Having taken part in 1849 with Otto Jahn and Theodor Mommsen in a political agitation for the maintenance of the imperial constitution, Haupt was deprived of his professorship by a decree of April 22, 1851. Two years later, however, he was called to succeed Lachmann at the University of Berlin and at the same time the Berlin Academy, which had made him a corresponding member in 1841, elected him an ordinary member. In 1861 he became perpetual secretary of the Academy. For 21 years, he was prominent among the scholars of the Prussian capital, making his presence felt, not only by the prestige of his erudition and the clearness of his intellect, but by the tirelessness of his energy and the ardent fearlessness of his temperament. His service to both classical and German philology was rendered chiefly as an editor of texts.

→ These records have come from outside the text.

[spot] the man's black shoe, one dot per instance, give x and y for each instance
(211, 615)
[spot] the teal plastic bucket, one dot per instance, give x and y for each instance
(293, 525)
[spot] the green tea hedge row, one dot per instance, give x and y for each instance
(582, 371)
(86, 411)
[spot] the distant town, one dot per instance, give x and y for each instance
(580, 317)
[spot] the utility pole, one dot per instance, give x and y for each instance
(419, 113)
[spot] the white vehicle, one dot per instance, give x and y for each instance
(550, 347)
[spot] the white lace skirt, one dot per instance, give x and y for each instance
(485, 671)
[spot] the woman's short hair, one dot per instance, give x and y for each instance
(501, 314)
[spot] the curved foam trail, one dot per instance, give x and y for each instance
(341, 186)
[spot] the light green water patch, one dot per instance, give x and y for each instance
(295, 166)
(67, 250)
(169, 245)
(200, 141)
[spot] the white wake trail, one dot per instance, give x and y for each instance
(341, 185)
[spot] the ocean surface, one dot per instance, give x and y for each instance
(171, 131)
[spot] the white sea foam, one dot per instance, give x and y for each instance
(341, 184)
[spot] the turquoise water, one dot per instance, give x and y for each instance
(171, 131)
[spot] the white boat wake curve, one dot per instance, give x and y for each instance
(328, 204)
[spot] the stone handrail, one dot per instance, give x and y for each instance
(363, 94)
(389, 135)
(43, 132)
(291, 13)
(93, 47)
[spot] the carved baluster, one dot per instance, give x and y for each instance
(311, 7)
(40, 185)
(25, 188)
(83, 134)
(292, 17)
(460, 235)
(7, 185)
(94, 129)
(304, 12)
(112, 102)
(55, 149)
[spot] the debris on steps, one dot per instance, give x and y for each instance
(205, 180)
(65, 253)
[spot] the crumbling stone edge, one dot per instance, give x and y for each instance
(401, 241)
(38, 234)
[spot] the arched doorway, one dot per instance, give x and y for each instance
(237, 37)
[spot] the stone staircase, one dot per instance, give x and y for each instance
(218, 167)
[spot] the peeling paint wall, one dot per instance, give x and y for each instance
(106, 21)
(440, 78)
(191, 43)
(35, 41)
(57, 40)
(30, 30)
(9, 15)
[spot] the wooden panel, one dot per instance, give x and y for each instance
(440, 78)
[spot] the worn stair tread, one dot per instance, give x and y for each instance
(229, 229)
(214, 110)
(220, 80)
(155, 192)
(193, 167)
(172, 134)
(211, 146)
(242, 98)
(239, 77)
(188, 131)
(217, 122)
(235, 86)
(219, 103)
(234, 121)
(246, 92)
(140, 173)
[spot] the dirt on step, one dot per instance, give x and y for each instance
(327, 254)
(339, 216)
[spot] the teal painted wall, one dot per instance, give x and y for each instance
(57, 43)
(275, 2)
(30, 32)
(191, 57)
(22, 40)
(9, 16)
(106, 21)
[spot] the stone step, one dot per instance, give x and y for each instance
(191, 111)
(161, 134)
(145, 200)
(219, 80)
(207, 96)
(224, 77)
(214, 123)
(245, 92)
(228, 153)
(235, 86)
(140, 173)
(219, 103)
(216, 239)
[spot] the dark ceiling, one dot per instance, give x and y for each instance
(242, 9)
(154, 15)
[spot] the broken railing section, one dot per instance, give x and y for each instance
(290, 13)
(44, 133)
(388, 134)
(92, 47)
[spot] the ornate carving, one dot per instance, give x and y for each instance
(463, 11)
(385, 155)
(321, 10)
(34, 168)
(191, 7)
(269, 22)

He died of heart disease in Berlin.

==Work==

===Latin classics===
Haupt's critical work is distinguished by a combination of the most painstaking investigation with bold conjecture; his oft-cited dictum that "If the sense requires it, I am prepared to write Constantinopolitanus where the MSS have the monosyllabic interjection o" well expresses this boldness. While in his lectures and speeches he was frequently carried away by the excitement of the moment, and made sharp and questionable attacks on his opponents, in his writings he exhibits great self-control. The results of many of his researches are lost, because he would not publish what fell short of his own high ideal of excellence. To the progress of classical scholarship he contributed by Quaestiones Catullianae (1837), and editions of Ovid's Halieutica and the Cynegetica of Grattius and Nemesianus (1838), of Catullus, Tibullus and Propertius (3rd ccl., 1868), of Horace (3rd ed, 1871) and of Virgil (2nd ccl., 1873).

===German philology===
As early as 1836, with Hoffmann von Fallersleben, he started the Altdeutsche Blätter, which in 1841 gave place to the Zeitschrift für deutsches Alterthum, of which he continued editor until his death. Hartmann von Aue's Erec (1839) and his Lieder und Büchlein and Der arme Heinrich (1842), Rudolf von Ems's Guter Gerhard (1840) and Konrad von Würzburg's Engelhard (1844) are the principal German works which he edited.

===Other inclinations===
To form a collection of the French songs of the 16th century was one of his favourite schemes, but a little volume published after his death, Französische Volkslieder (1877), is the only monument of his labours in that direction.

Three volumes of his Opuscula were published at Leipzig (1875–1877).